Functional medicine and biohacking coach busts 7 myths about protein, explains why you should eat it daily | Health

Functional medicine and biohacking coach busts 7 myths about protein, explains why you should eat it daily

ByDebapriya Bhattacharya
Updated on: Jan 11, 2026 03:02 PM IST

Tanya Malik Chawla highlights the necessity of protein in the daily diet while debunking its rumored ill effects such as gaining weight and kidney distress. 

The importance of protein as a macronutrient can never be understated. As Tanya Malik Chawla, functional medicine and biohacking coach, stated in an Instagram post on January 9, it is “not a gym trend” but “a biological requirement.

Protein is an invaluable macronutrient for everyone, not just bodybuilders, shares Tanya Malik Chawla. (Unsplash)
Protein is an invaluable macronutrient for everyone, not just bodybuilders, shares Tanya Malik Chawla. (Unsplash)

Also Read | Fitness coach lists 5 proteins to avoid when fat-loss is the goal: Minced meat, whole eggs, and more

There has been some concern over the alleged negative effects of high protein consumption, such as kidney damage over time. However, according to Tanya, studies making the claim are outdated and were done on already diseased kidneys. Thus, they do not accurately predict the effect on “healthy humans trying to maintain muscle, hormones, and metabolic health.”

Myths about protein

1. Protein is only for people who work out

Tanya completely rejected the premise, stating that protein is required for every single cell in the body and not just muscles.

2. High protein damages the kidneys

“This association came into play because of an old study done on people with chronic kidney diseases,” stated Tanya. “Healthy kidneys have nothing to worry about.”

3. 50-60 grams of protein per day is enough

Tanya marked the claim as false, explaining that we need to consume 1.8 to 2.2 grams of protein per kilogram of our ideal body weight. This is just the baseline requirement, and not for bodybuilding, she highlighted.

4. Dal and roti are enough protein for vegetarians

This is, unfortunately, not the case, revealed Tanya. For vegetarians, it is challenging to obtain the optimal amount of protein without supplementation. Low bioavailability and low amino acids can lead to chronic protein deficiency, she warned.

5. Protein supplementation causes inflammation

“No, they don’t,” stated Tanya. “Though they can trigger mTOR and IGF for a short period of time, just like exercise does, this is adaptive. What you should be worrying about is chronic inflammation, not adaptation.”

6. For women, high protein makes the body bulky

High-protein diet cannot make women bulky because there is not enough testosterone in the body, observed Tanya. Instead, it makes women appear lean and strong.

7. Too much protein will lead to weight gain

Tanya outright rejected the point, stating that a protein-rich diet does the exact opposite, i.e., makes us lose weight and look lean.

Why we should consume protein every day

“Your body cannot store protein, cannot manufacture essential amino acids, and cannot convert carbs or fat into them,” stated Tanya in the caption. “That alone should tell you why protein intake matters every single day.”

For women, anabolic resistance sets in, especially after they reach 30 to 35 years of age.
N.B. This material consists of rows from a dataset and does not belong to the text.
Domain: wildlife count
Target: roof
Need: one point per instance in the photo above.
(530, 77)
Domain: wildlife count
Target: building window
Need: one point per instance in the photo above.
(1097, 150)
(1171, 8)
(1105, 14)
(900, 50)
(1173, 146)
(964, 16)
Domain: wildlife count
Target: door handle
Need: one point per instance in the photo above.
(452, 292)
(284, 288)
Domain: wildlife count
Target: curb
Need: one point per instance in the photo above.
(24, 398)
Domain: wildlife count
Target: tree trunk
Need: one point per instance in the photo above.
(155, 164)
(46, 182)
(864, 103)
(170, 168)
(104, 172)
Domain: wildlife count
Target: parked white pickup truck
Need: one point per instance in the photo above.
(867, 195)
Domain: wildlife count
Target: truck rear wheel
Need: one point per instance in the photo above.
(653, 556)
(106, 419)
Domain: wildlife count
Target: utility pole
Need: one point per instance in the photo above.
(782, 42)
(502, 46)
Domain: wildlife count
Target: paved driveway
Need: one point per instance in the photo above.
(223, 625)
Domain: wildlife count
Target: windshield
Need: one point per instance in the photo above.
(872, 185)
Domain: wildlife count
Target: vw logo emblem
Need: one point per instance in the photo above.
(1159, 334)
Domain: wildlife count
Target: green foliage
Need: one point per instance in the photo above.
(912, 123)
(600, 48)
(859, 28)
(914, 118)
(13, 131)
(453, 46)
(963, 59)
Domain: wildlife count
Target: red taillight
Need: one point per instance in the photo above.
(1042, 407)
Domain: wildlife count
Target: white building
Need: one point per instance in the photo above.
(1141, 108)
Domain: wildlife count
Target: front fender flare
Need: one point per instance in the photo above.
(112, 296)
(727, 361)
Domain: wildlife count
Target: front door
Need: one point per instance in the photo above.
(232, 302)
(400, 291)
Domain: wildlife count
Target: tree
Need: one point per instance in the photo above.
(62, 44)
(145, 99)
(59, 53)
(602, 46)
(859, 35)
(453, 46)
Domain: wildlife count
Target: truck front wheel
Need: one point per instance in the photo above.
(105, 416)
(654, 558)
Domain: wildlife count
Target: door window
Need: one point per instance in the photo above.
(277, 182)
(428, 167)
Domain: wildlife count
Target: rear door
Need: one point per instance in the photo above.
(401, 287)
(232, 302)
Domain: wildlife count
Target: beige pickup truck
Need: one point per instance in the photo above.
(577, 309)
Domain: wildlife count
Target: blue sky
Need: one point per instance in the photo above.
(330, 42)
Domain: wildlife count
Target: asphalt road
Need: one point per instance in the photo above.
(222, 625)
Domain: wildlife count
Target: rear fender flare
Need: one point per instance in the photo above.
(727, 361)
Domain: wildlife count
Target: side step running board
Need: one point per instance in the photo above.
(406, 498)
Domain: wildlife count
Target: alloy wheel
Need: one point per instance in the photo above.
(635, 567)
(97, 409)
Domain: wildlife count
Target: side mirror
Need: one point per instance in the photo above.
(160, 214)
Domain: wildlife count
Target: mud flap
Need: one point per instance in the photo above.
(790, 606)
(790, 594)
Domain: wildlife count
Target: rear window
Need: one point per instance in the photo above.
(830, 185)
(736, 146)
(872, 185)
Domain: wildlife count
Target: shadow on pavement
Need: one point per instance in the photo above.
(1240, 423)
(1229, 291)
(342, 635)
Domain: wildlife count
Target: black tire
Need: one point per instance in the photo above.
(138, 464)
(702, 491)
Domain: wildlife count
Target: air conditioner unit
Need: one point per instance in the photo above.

This means that more protein is required for the body to maintain:

  • lean muscle
  • insulin sensitivity
  • hormone balance
  • bone density
  • long-term metabolic health

It is not high-protein diets but rather low protein intake that is one of the most under-recognised drivers of India’s metabolic disease epidemic, cautioned Tanya.

Note to readers: This article is for informational purposes only and not a substitute for professional medical advice. Always seek the advice of your doctor with any questions about a medical condition.

This report is based on user-generated content from social media. HT.com has not independently verified the claims and does not endorse them.